Courtesy Sen. Heidi Heitkamp’s Office
Sen. Heidi Heitkamp, right, was in attendance for the Champions for Change ceremony in Washington, D.C. recently. Heitkamp is pictured with office intern and one of the five Champions for Change Danielle Finn.

Talking Points: Sen. Heitkamp Discusses Native Issues

Vincent Schilling
3/18/14

U.S. Senator Heidi Heitkamp is the first female elected from North Dakota. Since taking the oath of office on January 3, 2013, Heitkamp has shown herself to be a strong advocate fighting for the needs of Indian country as she has been since her role as state Attorney General beginning in 1990.

As a member on the Senate Committee on Indian Affairs, Heitkamp has pledged to stand for Native American families and has worked to ensure the U.S. government lives up to treaty and trust responsibilities.

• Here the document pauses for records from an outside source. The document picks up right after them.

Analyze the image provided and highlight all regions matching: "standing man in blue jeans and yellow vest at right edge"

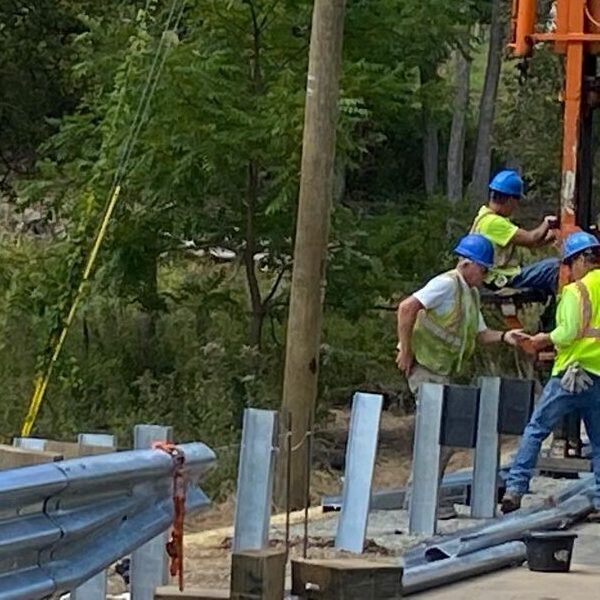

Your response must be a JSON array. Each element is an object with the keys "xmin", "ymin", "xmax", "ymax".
[{"xmin": 502, "ymin": 232, "xmax": 600, "ymax": 513}]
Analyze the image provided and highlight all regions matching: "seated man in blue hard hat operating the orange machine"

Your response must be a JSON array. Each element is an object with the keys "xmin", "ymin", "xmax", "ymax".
[{"xmin": 471, "ymin": 170, "xmax": 559, "ymax": 297}]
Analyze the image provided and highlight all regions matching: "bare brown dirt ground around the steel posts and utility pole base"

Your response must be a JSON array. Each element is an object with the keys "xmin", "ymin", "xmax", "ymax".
[{"xmin": 109, "ymin": 410, "xmax": 514, "ymax": 594}]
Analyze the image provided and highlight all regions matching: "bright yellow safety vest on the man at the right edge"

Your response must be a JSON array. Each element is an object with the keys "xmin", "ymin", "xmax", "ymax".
[{"xmin": 552, "ymin": 269, "xmax": 600, "ymax": 375}]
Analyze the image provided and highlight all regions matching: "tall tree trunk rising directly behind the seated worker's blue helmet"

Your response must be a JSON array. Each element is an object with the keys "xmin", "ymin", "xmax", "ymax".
[{"xmin": 469, "ymin": 0, "xmax": 505, "ymax": 202}]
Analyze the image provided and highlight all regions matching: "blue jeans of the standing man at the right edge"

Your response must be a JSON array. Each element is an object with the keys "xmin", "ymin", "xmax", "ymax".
[{"xmin": 506, "ymin": 374, "xmax": 600, "ymax": 509}]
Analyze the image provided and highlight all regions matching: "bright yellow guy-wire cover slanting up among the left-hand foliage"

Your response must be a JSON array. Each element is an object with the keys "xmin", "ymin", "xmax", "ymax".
[{"xmin": 21, "ymin": 185, "xmax": 121, "ymax": 437}]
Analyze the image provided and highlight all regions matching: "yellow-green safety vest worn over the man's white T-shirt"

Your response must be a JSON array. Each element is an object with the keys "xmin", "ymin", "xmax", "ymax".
[{"xmin": 412, "ymin": 270, "xmax": 480, "ymax": 375}]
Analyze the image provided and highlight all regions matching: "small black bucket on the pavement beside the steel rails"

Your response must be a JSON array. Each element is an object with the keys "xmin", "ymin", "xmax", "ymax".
[{"xmin": 524, "ymin": 531, "xmax": 577, "ymax": 573}]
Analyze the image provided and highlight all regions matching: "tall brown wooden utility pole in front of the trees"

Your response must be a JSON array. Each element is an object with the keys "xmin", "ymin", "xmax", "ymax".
[{"xmin": 277, "ymin": 0, "xmax": 346, "ymax": 509}]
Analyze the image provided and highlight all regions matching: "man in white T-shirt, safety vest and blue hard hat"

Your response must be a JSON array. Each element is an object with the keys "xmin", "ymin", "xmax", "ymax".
[{"xmin": 396, "ymin": 234, "xmax": 520, "ymax": 518}]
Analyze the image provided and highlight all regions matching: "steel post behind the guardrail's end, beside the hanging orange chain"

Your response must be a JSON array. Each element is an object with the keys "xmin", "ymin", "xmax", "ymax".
[{"xmin": 130, "ymin": 425, "xmax": 173, "ymax": 600}]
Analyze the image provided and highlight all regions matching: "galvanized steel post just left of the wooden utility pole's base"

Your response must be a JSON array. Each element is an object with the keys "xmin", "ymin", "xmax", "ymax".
[{"xmin": 232, "ymin": 408, "xmax": 278, "ymax": 552}]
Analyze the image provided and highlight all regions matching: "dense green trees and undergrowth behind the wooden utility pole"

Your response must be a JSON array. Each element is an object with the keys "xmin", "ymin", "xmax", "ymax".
[{"xmin": 0, "ymin": 0, "xmax": 550, "ymax": 500}]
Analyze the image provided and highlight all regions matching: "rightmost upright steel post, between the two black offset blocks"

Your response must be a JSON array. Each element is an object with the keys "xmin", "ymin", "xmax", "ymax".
[{"xmin": 471, "ymin": 377, "xmax": 501, "ymax": 519}]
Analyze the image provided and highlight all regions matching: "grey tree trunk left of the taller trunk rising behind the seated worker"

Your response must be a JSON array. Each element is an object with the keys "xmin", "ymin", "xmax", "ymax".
[{"xmin": 446, "ymin": 49, "xmax": 471, "ymax": 203}]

Last October, Heitkamp introduced a bill to improve the lives of Native American children that has received bipartisan support as well as another bill with Republican Senator Moran that would end the IRS’ practice of taxing crucial programs and services that aim to support the health and safety of Native families. Additionally she is an advocate for the Violence Against Women Act and better transportation and infrastructure on reservations.

In a conversation with ICTMN, Heitkamp shared her stance on the importance of working for the betterment of Indian country and why we should all fight for the needs of our children.

Can you tell us about your bill regarding the Commission on Native Children?

I don't think there's any aspect of Indian country that would be left untouched as we talk about children. It really comes to me from the words of Sitting Bull, who said "Let us now sit down and decide what kind of life we can make for our children," I am paraphrasing, but if we stay focused on kids and our children we will make good choices and we will hopefully get better attention to the challenges for Native American families.

The important part of this commission is that we need to be looking at it from a holistic standpoint. You see people talk about Indian education or protection of our children or health care for our children or making sure that we have good transportation so that our kids can get to school. All of these things have a direct effect, but we worry about the programs and not about the outcomes.

For instance, I feel that Native languages are a huge component of the child bill because I think it is a way that we begin to grasp that cultural connection to heal families to provide the pride to move forward.